What we’ve been seeing from JPM is that they’ve been decreasing their loan loss reserves thanks to improvements in their assets. This is often criticized as somehow manipulating their bottom line. It’s not. This is how banking works. Unless you’re able to predict with perfect accuracy, you’re going to have to add or delete loan loss reserves.

J.P. Morgan Chase & Co.’s first-quarter profit jumped 67% as it set aside less for potential loan losses and revenue fell less than expected.

The first big bank reporting results, J.P. Morgan has seen earnings surge in recent quarters, largely because improving asset quality has led it to set aside less to cover loan losses. It has said loans are growing, and in the fourth quarter the bank saw revenue climb from year-earlier levels at operations tied to both Wall Street and Main Street.

In the latest period, the investment-banking arm’s profit slid 4.1% as net revenue dipped 1%. The retail financial-services business’ loss widened as revenue dropped 19%.

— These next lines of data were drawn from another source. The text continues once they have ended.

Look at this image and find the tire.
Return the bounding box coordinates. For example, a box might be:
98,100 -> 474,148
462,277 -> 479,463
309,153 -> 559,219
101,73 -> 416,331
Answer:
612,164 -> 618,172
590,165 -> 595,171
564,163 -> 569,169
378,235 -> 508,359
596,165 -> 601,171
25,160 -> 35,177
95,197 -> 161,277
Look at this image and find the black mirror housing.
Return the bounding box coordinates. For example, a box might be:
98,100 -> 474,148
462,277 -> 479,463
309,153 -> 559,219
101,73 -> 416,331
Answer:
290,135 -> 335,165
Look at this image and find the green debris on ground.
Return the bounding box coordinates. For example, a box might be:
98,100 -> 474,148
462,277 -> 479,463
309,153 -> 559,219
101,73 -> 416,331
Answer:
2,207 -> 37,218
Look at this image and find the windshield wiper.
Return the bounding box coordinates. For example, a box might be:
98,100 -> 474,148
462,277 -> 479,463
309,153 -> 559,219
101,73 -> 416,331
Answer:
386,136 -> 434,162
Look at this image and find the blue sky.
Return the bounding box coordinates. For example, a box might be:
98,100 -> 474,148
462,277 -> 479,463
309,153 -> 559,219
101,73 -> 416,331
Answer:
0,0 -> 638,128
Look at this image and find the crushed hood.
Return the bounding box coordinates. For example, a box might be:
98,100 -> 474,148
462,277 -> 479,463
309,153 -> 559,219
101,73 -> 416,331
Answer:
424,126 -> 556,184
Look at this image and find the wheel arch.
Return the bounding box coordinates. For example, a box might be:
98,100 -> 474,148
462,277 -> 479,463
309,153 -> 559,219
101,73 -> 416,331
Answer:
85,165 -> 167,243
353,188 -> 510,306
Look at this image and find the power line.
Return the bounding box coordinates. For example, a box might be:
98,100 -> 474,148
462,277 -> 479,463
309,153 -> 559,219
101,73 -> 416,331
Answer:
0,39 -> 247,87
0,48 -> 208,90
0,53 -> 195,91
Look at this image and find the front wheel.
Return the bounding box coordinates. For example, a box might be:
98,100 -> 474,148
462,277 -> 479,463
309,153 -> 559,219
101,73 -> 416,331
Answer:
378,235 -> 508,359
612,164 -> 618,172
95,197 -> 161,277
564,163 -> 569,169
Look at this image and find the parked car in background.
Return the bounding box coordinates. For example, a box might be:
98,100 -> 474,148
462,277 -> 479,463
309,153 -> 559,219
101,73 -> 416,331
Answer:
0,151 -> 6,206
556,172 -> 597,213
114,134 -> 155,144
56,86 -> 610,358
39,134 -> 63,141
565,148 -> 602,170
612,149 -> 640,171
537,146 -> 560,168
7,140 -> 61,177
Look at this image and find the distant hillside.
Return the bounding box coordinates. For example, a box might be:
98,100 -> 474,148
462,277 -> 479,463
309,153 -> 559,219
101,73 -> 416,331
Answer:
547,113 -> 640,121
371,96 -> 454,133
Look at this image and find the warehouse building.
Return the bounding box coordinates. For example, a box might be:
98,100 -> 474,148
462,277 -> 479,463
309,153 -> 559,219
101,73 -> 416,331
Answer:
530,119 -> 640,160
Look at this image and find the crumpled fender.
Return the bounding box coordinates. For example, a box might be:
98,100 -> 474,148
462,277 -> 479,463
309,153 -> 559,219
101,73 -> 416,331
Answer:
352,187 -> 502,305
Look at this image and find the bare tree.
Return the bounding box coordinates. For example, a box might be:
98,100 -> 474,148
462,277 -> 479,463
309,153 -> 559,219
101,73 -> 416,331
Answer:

The company’s bottom line again benefited from it setting aside sharply less to cover potential loan losses. Many banks have seen lower reserves boost earnings amid signs of credit improvement. Credit-loss provisions were $1.17 billion, down from $7.01 billion a year earlier and $3.04 billion in the prior quarter.

J.P. Morgan reported a profit of $5.56 billion, or $1.28 a share, up from $3.33 billion, or 74 cents a share, a year earlier. The latest period included a net three cents in gains as a benefit from reduced credit-card loan loss reserves more than offset the impact of mortgage servicing rights asset adjustment and estimated expense of foreclosure-related matters.

Revenue on a managed basis, which excludes the impact of credit-card securitizations and is on a tax-equivalent basis, slid 8.5% to $25.79 billion.

Analysts polled by Thomson Reuters had most recently predicted earnings of $1.16 on $25.27 billion in revenue.

“The firm’s results reflected a strong quarter across the investment bank and solid performance from card services, commercial banking, treasury & securities services, and asset management,” Chief Executive James Dimon said.